Les personnages sont importants pour moi. Les personnages donnent de l’émotion à l’histoire et, sans émotion, une histoire n’est qu’ennuyeuse. Mais c’est la lutte contre l’adversité qui est intéressante pour moi, et les conflits entre des gens bons, mais aux points de vue différents.
Le genre de SF que j’aime le plus est le récit d’aventures dans des mondes qui pourraient apparaître, le murmure du possible.
Une question que je pose toujours : Y a-t-il une oeuvre d’un autre auteur que tu aurais voulu avoir écrite, soit parce que tu es jalouse de ce qu’un autre ait eu cette idée avant toi, soit parce que tu es furieuse d’un roman complètement à côté de ton idée, que tu aurais traitée d’une façon totalement différente ?
Je pense devoir revenir très en arrière et je citerai The Integral Trees deLarry Niven. Ce n’est pas tant le roman que je jalouse, mais l’environnement. Combien j’aimerais jouer avec un tel monde de micro-gravité !
Quelle est ton opinion sur l’état actuel de la littérature et celui de la science-fiction ? Positif, négatif, remarques, espoirs....
Je n’ai pas lu assez de science-fiction ces dernières années pour émettre une opinion. Mes centres d’intérêts sont mouvants et j’ai lu surtout des livres mainstream et des oeuvres anciennes. Je pense que la SF – aussi bien que le reste de ce qui paraît – est en peine, au moins aux USA. C’est ironique et plutôt amusant (d’une façon sombre) que la littérature de la technologie est menacée par une technologie concurrente – celle des jeux. Je connais beaucoup de joueurs en dessous de vingt-cinq ans qui achèteront nombre de jeux à $50 plutôt qu’un seul livre (en supposant qu’ils lisent encore de la fiction). C’est décourageant parce que dans la génération précédente (et avant) les mêmes gens brillants et créatifs auraient été le coeur de notre public. Comment reprendre un public plus large est le plus grand défi auquel la SF doive faire face.
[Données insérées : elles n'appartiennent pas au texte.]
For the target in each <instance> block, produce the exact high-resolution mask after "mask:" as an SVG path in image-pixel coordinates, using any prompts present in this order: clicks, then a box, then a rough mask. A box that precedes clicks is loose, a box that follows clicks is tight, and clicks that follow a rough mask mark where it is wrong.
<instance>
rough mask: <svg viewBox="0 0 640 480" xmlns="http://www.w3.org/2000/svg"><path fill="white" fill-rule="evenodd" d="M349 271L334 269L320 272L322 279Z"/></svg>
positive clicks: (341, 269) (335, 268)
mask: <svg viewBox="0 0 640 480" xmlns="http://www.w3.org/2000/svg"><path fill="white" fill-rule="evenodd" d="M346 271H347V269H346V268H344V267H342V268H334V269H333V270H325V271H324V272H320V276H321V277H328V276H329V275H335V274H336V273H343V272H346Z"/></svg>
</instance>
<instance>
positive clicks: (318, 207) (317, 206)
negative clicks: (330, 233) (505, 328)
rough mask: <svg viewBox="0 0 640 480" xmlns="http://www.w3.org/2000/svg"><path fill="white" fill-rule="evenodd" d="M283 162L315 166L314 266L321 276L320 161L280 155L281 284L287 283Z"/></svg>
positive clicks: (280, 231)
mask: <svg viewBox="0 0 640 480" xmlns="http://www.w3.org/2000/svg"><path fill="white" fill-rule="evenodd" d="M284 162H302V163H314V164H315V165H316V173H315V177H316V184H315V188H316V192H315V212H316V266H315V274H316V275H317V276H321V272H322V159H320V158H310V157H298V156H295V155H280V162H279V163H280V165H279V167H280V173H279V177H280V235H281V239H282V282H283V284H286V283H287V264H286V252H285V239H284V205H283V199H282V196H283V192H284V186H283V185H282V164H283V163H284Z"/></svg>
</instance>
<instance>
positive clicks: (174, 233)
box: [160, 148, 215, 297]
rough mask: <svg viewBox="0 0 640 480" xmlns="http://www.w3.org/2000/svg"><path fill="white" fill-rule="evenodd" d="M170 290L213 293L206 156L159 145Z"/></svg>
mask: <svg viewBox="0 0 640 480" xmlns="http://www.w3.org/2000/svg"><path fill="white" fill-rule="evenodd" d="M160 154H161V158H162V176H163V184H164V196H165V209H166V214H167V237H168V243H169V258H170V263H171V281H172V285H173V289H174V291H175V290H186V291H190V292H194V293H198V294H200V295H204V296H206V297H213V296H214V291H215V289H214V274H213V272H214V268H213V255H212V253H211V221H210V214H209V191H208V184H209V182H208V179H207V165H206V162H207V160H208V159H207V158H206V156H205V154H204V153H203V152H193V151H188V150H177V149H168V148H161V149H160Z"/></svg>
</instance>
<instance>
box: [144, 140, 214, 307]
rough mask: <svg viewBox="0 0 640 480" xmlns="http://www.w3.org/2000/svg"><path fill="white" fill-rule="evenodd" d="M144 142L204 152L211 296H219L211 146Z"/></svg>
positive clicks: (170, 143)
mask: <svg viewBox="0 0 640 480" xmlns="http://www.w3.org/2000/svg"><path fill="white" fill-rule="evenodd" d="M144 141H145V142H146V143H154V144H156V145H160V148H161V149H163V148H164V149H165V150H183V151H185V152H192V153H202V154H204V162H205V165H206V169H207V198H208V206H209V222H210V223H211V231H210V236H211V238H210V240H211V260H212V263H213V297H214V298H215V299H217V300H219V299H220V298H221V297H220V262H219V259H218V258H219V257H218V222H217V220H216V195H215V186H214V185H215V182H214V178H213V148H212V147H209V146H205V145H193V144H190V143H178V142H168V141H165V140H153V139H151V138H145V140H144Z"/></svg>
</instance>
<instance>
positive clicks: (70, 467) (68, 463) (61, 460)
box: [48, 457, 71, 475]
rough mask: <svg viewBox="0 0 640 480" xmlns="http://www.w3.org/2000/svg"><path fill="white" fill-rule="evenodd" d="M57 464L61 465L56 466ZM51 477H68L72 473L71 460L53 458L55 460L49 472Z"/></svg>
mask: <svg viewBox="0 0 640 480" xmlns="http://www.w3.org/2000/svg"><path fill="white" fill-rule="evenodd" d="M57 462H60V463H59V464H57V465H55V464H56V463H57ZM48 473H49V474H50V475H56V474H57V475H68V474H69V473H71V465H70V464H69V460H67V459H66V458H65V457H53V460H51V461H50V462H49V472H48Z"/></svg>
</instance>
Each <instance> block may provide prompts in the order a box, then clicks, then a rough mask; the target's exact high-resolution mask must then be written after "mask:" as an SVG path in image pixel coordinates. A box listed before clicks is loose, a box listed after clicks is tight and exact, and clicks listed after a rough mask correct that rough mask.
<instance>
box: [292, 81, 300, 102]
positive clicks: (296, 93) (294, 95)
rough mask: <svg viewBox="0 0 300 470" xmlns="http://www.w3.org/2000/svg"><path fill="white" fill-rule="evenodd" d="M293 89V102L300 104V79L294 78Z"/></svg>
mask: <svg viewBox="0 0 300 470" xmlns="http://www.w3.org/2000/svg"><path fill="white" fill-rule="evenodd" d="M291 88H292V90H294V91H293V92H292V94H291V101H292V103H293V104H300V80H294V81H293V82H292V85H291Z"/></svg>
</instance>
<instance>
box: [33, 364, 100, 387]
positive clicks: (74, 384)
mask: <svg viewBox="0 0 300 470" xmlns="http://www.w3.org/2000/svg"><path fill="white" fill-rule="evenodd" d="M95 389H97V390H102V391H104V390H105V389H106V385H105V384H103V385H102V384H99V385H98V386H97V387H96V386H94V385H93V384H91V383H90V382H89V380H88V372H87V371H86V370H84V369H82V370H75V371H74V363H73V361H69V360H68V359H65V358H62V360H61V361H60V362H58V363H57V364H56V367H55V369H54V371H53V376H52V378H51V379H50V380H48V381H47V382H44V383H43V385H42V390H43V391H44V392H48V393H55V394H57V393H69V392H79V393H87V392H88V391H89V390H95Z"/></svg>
Tu nous dis sur ton site qu’actuellement tu ne disposes pas du temps nécessaire pour écrire de nouveaux livres. Est-ce un ennui provisoire ou cela risque-t-il de durer ?
Depuis le début de l’été je ne travaille plus qu’à mi-temps à mon boulot de programmation, et cela m’a donné l’occasion de consacrer plus d’heures à des projets d’écriture. J’ai entamé un roman mainstream, et j’ai trouvé l’idée d’un nouveau projet de SF. Je travaille aussi un peu pour une compagnie de média, ainsi tout va bien maintenant. Le regain d’intérêt sur Aux Marges de la vision depuis sa publication en France a aussi été source d’inspiration. Avec un peu de chance, il se pourrait que je revienne à l’écriture à plein temps.
Critique de "Aux marges de la vision" ici !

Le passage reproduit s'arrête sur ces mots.